Thursday, August 5, 2010: 10:30 AM
321, David L Lawrence Convention Center
Paul J. Richardson1, Andrew S. MacDougall2, Amanda Stanley3, Thomas N. Kaye3 and Peter W. Dunwiddie4, (1)Centre for Ecosystem Resilience and Adaptation, University of Waterloo, Waterloo, ON, Canada, (2)Integrative Biology, University of Guelph, Guelph, ON, Canada, (3)Institute for Applied Ecology, Corvallis, OR, (4)School of Environmental and Forest Sciences, University of Washington, Seattle, WA
Background/Question/Methods
Knowing how stochastic and deterministic processes interactively structure biotic communities may improve ecosystem management, but a synthetic empirical understanding of how such interactions operate in different environmental contexts is lacking. We investigated whether native herbaceous oak savanna communities were limited by seed dispersal, and whether the importance of dispersal limitations depended upon the extent to which communities were dominated by exotic perennial grasses. A 5-year field experiment was conducted, comprised of seeded and not-seeded subplots nested within whole plots exposed to different disturbance treatments (including no disturbance and different combinations of mowing, burning, and herbicide application) designed to differentially reduce exotic perennial grass cover. Richness and cover of seeded species were evaluated as functions of exotic perennial grass cover, and relationships observed in seeded and not-seeded subplots were contrasted to detect how degree of dominance influenced strength of seed limitation. To determine how relationships between dominance and establishment diversity depended upon environmental context, our experiment was replicated at 10 sites spanning a 500 km latitudinal gradient.
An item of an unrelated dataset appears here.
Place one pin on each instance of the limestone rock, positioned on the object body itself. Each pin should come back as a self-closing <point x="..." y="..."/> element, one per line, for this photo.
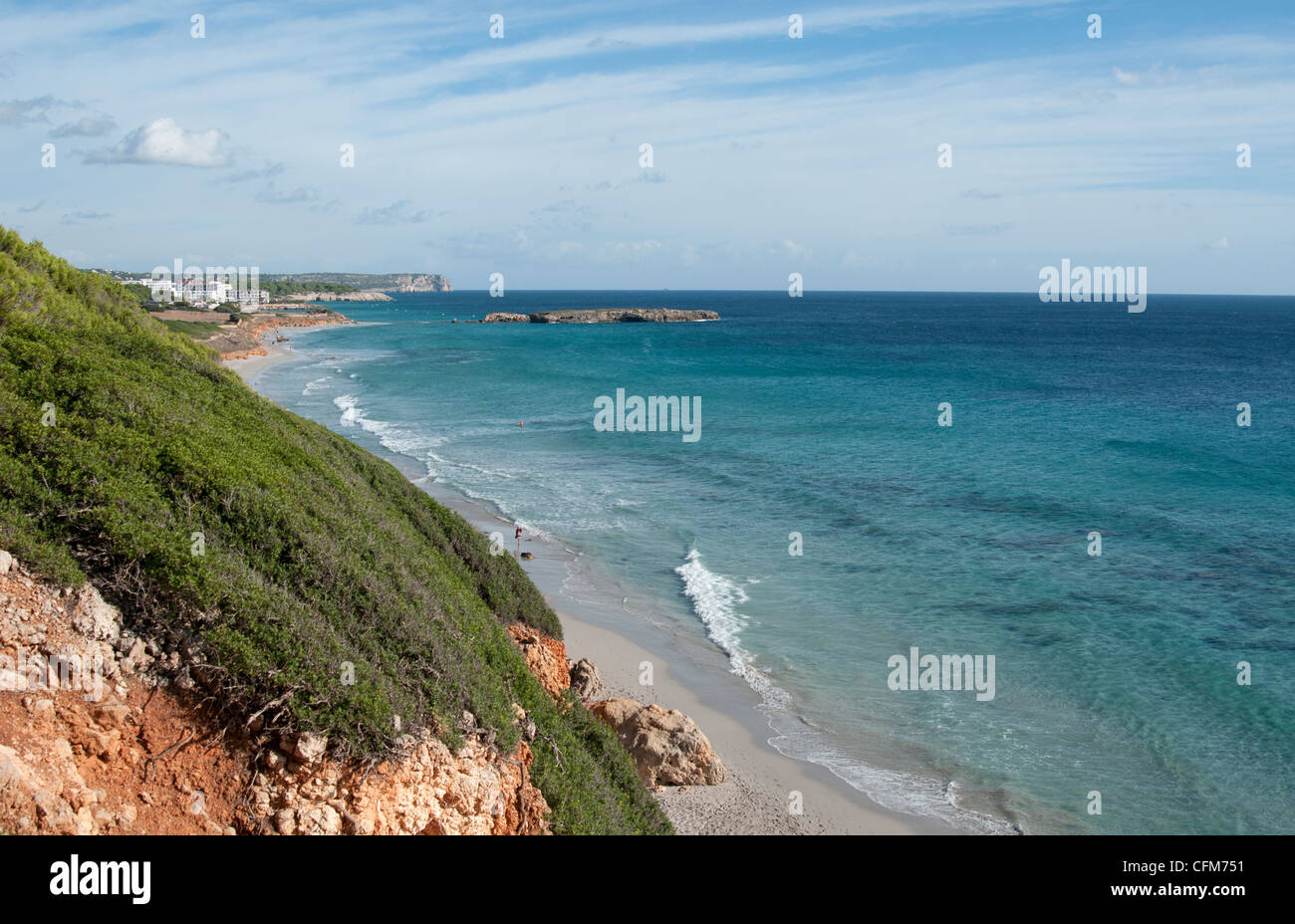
<point x="544" y="656"/>
<point x="667" y="746"/>
<point x="310" y="747"/>
<point x="94" y="616"/>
Principle Components Analysis (PCA) was employed to reduce complexity of several collinear stress/resource variables coincident with this latitudinal gradient (e.g. soil moisture, fertility). The first PCA eigenvector (termed here the Site Stress Index) was incorporated as a covariate in analysis of dominance-diversity relationships.
Results/Conclusions
Dominance by exotic perennial grasses influenced the extent to which native communities were seed-limited, but the nature of this influence varied strongly with the Site Stress Index. At moderately-stressed sites, reduction of dominance had no influence on the degree to which richness and cover of seeded species increased with seed addition. In contrast, at low-stress sites dominance-reduction enhanced the degree to which richness and cover of seeded species increased with seed addition, while at high-stress sites dominance-reduction weakened species responses to seed addition. Dominance thus appears to have divergent roles in structuring communities depending on the level of stress in the regional environment. Under low-stress conditions dominant species can suppress the degree to which communities are limited by dispersal, presumably through effects of competition. However, under high-stress conditions dominant species can increase community sensitivity to immigration, presumably by ameliorating local stress levels and facilitating establishment of arriving propagules. These results suggest that management of dominant species should account for both negative and positive effects of dominance on diversity that may result from stress-mediated switching in the direction of interspecific interactions.